Defining a selector function like:

  exchanges: {
x1: {
src: {...}
dst: [{
{
ns: 'ns1',
queue: 'one_dest',
selector: env => {return {delay: 1}},
},
...
}]
}
}

will mean that any message arriving to the exchange's src queue will be pushed to the destination queue, and will be done so with a delay of 1 second, as specified by the delay return parameter

This could be also written as a string, which would be json-compatible:

  exchanges: {
x1: {
src: {...}
dst: [{
{
ns: 'ns1',
queue: 'one_dest',
selector: 'env => {return {delay: 1}}',
},
...
}]
}
}

A more complete example, where the selector actually checks some of the message's headers:

  exchanges: {
x1: {
src: {...}
dst: [{
{
ns: 'ns1',
queue: 'one_dest',
selector: env => (env.msg.hdrs['aaa'] && env.msg.hdrs['aaa'].match (/^yes-/)),
},
...
}]
}
}

messages into the exchange's src will be copied into queue ns1.one_dest if there is a header named aaa, whose value starts with yes-

A note on loops on the exchange graph

As already mentioned, it is possible to create graphs of any shape with exchanges; this means that infinite loops may appear, if the selector functions involved do not take this into consideration

To add a safeguard against infinite loops, an additional main.max_hops config parameter may be set as a limit for the maximum number of hops that a message may perform to avoid saturating the queues.

For example, giving this configuration:

Messages flowing from QA may return to the source due to the exchanges from QB2 and QF, so processing a set of messages in QA may cause an exponential growth of the number of messages in the same queue.

Exchange Stats

Exchange execution will also report statistics about the queues execution and evaluation times

Use case: Distributed Exchanges (queues on different servers)

Source and destination queues may be on different namespaces/BBDD (which means that some destination endpoint may be unreachable due to network or temporal issues).
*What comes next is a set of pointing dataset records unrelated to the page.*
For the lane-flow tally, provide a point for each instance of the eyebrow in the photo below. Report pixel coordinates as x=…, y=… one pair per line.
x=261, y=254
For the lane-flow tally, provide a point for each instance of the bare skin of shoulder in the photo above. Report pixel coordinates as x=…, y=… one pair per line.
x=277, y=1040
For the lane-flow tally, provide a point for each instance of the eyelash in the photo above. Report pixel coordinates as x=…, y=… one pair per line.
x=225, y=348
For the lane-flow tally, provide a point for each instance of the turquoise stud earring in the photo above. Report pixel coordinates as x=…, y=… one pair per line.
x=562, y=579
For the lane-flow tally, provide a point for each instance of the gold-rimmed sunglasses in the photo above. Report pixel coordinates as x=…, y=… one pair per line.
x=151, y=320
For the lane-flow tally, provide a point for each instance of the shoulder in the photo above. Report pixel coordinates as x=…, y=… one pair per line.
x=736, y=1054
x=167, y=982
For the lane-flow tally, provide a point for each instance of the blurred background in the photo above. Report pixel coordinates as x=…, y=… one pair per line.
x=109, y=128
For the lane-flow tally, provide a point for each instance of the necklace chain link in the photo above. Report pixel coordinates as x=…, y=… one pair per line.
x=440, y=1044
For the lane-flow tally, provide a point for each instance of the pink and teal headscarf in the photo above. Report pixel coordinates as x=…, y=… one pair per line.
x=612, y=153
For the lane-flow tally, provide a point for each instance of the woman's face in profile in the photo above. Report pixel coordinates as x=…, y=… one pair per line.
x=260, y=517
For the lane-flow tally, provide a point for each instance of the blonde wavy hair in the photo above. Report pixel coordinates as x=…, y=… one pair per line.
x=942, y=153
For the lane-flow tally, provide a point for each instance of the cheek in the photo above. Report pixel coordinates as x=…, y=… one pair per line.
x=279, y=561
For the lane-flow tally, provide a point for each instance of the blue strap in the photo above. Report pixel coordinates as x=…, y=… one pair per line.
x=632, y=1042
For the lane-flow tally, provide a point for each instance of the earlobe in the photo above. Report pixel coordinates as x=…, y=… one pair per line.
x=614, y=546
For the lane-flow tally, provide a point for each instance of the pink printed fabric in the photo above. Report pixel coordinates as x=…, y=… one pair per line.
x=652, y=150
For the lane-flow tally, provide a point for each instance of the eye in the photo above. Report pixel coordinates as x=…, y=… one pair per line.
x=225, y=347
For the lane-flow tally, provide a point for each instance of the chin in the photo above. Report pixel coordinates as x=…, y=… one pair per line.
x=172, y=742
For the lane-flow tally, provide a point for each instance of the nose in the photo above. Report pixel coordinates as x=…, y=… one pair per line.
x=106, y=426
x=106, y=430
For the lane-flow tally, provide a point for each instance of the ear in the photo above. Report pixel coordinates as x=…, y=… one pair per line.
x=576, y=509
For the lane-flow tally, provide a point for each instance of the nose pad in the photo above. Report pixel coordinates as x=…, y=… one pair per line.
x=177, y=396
In that case, since the exchange is synchronous and not transactional, you may end up with problems due to duplicate messages arriving to queues on the same server of the source queue, or missing messages that fails to reach remote queue servers. Lets see an example:

In this schema, both QC and QD are queues defined in different servers, so, when a message arrives to QA, the exchange may propagate it to QB (which is in the same server), QC (in a remote server) and QD (in a different remote server), depending on the result of their selector function. Since the exchange is synchronous, once a message is pulled from the source and committed into the first target, it will not be rolled back if the rest of the nodes fail to push it also, so, if QC and QD are having temporal issues, the message may be lost for them. We can try to change selector functions to take this into account and re-insert the message into the source queue, but doing so may cause the message to be duplicated for QB, unless we start adding changes in our selector code to add meaningful state info to the message before inserting it back in the source code. This may end up adding a big over-complexity in the selector functions, which is not desirable at all. Instead, we can have a much-simpler way of dealing with this kind of configuration by adding some intermediate queues:

QLC and QLD here are queues in the same server as QA, and merely act as a temporal stage before trying to exchange with the remote servers QC and QD. This way, the exchange is not blocked in case the remote servers presents any temporal issue.